Many systems will have multiple networks that are isolated by firewalls. These firewalls will frequently hide the network addresses of the hosts behind them unless the Administrator has specifically configured the firewall to allow external access. In some networks the Administrator will place hosts with externally available Servers outside the firewall as shown in Figure 26.
Figure 26 – Discovering Servers Outside a Firewall
In this configuration Servers running on the publicly visible network will have the same network address from the perspective of all Clients which means the URLs returned by DiscoveryServers are not affected by the location of the Client.
In other networks the Administrator will configure the firewall to allow access to selected Servers. An example is shown in Figure 27.
Figure 27 – Discovering Servers Behind a Firewall
In this configuration the address of the Server that the Internet Client sees will be different from the address that the Internet Client sees. This means that the Server’s DiscoveryEndpoint would return incorrect URLs to the Internet Client (assuming it was configured to provide the internal URLs).
Administrators can correct this problem by configuring the Server to use multiple HostNames. A Server that has multiple HostNames shall look at the EndpointUrl passed to the GetEndpoints or CreateSession services and return EndpointDescriptions with URLs that use the same HostName. A Server with multiple HostNames shall also return an Application Instance Certificate that specifies the HostName used in the URL it returns. An Administrator may create a single Certificate with multiple HostNames or assign different Certificates for each HostName that the Server supports.

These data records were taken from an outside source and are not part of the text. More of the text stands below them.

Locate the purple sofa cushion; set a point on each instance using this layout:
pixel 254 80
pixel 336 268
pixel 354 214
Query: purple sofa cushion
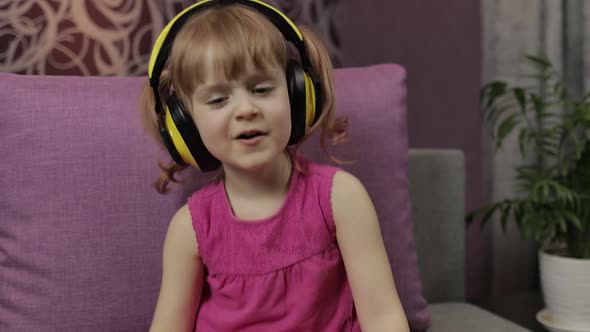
pixel 81 228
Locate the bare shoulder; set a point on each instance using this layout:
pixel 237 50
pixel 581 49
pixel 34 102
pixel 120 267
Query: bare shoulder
pixel 349 198
pixel 346 185
pixel 181 230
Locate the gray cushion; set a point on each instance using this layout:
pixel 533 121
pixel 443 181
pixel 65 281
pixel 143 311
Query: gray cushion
pixel 459 317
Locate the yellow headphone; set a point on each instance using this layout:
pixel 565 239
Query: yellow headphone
pixel 177 128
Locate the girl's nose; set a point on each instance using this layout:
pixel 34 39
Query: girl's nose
pixel 246 110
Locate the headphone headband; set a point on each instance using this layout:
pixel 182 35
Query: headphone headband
pixel 165 39
pixel 179 132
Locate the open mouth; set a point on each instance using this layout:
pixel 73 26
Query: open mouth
pixel 251 134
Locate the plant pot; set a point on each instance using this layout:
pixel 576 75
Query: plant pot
pixel 566 288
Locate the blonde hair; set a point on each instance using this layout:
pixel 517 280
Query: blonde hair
pixel 238 35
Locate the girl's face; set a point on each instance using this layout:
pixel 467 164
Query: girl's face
pixel 246 122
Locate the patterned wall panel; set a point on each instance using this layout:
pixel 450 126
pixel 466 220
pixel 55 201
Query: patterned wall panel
pixel 109 37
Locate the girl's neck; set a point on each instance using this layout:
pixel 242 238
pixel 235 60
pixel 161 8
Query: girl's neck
pixel 271 180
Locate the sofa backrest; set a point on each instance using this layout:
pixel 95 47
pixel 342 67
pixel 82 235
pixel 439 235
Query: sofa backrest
pixel 81 228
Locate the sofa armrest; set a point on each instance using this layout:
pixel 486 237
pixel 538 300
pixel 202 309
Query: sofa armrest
pixel 437 186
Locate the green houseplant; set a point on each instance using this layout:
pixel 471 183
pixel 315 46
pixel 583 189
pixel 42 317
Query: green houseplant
pixel 551 204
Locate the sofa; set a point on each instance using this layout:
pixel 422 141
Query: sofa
pixel 82 228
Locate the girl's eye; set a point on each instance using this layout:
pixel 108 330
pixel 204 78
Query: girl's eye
pixel 263 89
pixel 216 101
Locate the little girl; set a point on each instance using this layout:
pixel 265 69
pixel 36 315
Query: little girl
pixel 277 242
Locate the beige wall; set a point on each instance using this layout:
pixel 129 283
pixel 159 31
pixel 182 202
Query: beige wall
pixel 512 28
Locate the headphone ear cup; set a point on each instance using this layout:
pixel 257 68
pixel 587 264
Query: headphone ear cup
pixel 185 137
pixel 298 100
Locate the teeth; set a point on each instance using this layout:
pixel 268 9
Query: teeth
pixel 250 134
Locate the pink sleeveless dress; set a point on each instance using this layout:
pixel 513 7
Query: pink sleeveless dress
pixel 282 273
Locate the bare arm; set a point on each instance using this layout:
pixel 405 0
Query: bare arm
pixel 182 277
pixel 367 266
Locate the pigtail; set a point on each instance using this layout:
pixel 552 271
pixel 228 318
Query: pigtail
pixel 149 120
pixel 332 128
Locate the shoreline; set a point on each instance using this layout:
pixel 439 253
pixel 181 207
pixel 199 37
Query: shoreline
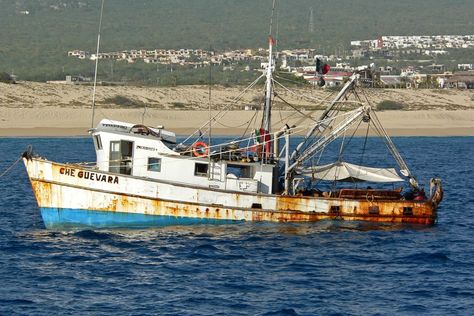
pixel 74 132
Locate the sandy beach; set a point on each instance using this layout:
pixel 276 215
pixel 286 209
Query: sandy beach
pixel 39 109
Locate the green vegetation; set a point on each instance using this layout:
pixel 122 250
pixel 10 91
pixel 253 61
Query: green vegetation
pixel 34 46
pixel 389 105
pixel 121 100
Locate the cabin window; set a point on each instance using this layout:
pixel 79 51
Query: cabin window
pixel 154 164
pixel 121 157
pixel 97 142
pixel 239 171
pixel 200 169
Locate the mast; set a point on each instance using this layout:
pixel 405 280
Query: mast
pixel 96 64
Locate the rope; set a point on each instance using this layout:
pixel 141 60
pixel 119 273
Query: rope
pixel 10 167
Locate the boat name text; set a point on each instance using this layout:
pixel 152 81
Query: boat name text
pixel 88 175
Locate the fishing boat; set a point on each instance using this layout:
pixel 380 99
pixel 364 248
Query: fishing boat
pixel 144 177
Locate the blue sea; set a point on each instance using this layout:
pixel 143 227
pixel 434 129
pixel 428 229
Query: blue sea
pixel 325 268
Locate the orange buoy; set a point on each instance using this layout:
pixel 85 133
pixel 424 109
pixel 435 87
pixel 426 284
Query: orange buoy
pixel 200 149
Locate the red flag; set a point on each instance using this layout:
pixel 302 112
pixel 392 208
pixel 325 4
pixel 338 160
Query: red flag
pixel 271 40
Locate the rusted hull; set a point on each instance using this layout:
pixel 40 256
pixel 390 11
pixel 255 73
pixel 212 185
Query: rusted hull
pixel 70 195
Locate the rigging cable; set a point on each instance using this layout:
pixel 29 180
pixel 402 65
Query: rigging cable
pixel 96 63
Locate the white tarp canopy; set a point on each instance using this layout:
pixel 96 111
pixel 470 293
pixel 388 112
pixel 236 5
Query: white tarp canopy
pixel 344 171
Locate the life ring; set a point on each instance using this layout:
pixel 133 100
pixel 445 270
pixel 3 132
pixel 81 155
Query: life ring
pixel 200 149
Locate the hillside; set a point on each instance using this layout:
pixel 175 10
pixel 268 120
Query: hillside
pixel 36 34
pixel 42 95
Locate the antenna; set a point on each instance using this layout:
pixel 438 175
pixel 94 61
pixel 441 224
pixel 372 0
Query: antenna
pixel 210 118
pixel 96 64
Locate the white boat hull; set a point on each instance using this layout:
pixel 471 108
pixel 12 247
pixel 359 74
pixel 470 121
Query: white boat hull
pixel 72 195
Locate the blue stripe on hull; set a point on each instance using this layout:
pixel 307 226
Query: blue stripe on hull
pixel 70 218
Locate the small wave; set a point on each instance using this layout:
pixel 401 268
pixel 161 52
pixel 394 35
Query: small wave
pixel 425 257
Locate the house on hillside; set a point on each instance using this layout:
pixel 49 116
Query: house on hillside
pixel 461 80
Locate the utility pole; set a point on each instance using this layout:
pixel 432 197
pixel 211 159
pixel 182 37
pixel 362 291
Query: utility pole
pixel 311 21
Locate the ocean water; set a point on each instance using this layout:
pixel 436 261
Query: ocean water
pixel 325 268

Note that Servers may not be aware of all HostNames which can be used to access the Server (i.e. a NAT firewall) so Clients need to handle the case where the URL used to access the Server is different from the HostNames in the Certificate. This is discussed in more detail in OPC 10000-4.

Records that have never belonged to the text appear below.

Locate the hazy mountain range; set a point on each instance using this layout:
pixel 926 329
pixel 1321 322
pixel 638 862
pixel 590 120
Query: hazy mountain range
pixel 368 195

Administrators may also wish to set up a DiscoveryServer that is configured with the ApplicationDescriptions for Servers that are accessible to external Clients. This DiscoveryServer would have to substitute its own Endpoint for the DiscoveryUrls in all ApplicationDescriptions that it returns when a Client calls FindServers. This would tell the Client to call the DiscoveryServer back when it wishes to connect to the Server. The DiscoveryServer would then request the EndpointDescriptions from the actual Server as shown in Figure 28. At this point the Client would have all the information it needs to establish a secure channel with the Server behind the firewall.
Figure 28 – Using a Discovery Server with a Firewall
In this example, the DiscoveryServer outside of the firewall allows the Administrator to close off the Server’s DiscoveryEndpoints to every Client other than the DiscoveryServer. The Administrator could eliminate that hole as well if it stored the EndpointDescriptions on the DiscoveryServer. This allows an Administrator to configure a system in which no public access is allowed to any application behind the firewall. The only access behind the firewall is via a secure connection.
The DiscoveryServer could also be replaced with a DirectoryService that stores the ApplicationDescriptions and/or the EndpointDescriptions for the Servers behind the firewalls.